The anxiety about how people might behave when they are less afraid is all too familiar to those of us who work on HIV prevention. When the medication Truvada was approved in 2012 as preexposure prophylaxis (or PrEP)—a daily pill to prevent HIV—it sparked a debate about what public-health experts call risk compensation. The worry was that people who felt protected by PrEP would use condoms less often—potentially negating the medication’s effect and increasing their risk of contracting other sexually transmitted infections. PrEP has turned out to be far more effective at preventing HIV than condoms are, assuaging some of those concerns. But the emphasis on risk compensation was not solely about infection. True to America’s puritanical roots, it also reflected moral judgments about condomless sex; PrEP was described as a “party drug” and its users were called “Truvada whores.” That stigma has been profoundly detrimental: Uptake of PrEP remains low, and some clinicians still hesitate to prescribe it, especially to people who use condoms inconsistently and therefore need the medication most.

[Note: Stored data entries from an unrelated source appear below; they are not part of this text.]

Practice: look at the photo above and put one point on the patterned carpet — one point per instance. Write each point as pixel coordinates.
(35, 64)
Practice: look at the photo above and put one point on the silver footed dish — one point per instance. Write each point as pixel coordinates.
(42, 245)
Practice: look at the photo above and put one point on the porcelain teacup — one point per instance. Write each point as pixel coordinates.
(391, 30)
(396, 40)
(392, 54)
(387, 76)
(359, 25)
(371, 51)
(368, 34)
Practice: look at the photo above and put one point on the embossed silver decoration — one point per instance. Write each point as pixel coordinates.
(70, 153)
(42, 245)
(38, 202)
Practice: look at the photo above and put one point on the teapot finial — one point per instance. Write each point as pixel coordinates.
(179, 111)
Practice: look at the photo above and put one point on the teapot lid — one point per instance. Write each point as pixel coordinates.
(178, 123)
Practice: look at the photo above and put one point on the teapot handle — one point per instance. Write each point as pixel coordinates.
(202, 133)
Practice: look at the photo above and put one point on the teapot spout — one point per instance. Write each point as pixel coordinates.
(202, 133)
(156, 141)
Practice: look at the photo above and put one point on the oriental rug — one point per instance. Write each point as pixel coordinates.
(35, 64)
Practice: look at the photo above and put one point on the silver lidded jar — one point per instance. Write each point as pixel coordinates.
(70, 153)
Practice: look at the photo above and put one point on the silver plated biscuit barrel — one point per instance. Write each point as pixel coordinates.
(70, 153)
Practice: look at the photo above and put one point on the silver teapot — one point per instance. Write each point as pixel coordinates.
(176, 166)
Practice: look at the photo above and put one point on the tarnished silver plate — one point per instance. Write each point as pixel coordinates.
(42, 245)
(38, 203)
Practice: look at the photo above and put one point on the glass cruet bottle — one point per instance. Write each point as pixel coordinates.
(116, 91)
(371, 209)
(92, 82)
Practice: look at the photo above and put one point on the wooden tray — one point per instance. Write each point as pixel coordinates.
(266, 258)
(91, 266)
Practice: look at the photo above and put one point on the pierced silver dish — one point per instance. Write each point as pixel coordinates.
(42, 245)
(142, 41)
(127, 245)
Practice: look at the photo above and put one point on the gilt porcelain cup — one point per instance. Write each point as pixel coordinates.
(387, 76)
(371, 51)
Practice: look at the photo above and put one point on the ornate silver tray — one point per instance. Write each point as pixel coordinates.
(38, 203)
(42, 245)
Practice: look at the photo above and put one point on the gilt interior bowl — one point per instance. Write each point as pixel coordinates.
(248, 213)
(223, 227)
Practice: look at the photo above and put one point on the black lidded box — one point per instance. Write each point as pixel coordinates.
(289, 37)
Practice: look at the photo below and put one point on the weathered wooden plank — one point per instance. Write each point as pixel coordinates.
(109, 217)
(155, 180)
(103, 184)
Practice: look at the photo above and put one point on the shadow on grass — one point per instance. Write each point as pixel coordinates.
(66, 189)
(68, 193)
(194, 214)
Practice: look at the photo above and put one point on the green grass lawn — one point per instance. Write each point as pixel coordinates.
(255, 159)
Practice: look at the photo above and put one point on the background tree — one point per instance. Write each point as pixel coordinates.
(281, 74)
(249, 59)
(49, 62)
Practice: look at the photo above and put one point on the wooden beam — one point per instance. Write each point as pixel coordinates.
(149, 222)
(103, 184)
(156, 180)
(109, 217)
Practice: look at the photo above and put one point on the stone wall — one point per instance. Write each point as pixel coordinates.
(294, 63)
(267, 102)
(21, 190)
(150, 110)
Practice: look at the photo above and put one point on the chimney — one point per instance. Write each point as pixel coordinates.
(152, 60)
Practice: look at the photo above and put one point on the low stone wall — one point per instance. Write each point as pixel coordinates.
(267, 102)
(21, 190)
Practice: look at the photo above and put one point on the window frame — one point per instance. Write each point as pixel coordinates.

Moral panic about risk compensation is misguided; it obscures the reasons some people change their behavior and what they could lose by not doing so. For some, the ability to have more physical intimacy is the whole point of PrEP—just as it is, for some, the whole point of birth-control pills. Likewise, some people are eager to get a coronavirus vaccine because they feel an intense need to be close to others. That’s why exhortations about unwavering vigilance after vaccination may have unintended consequences—not just dissuading vaccine uptake but also sapping the public’s hope. “The truth is that if I thought I was going to be living the way I’m living now for another 10 months,” the New York Times columnist Michelle Goldberg tweeted about the dour vaccine messaging, “I’d probably give up completely.”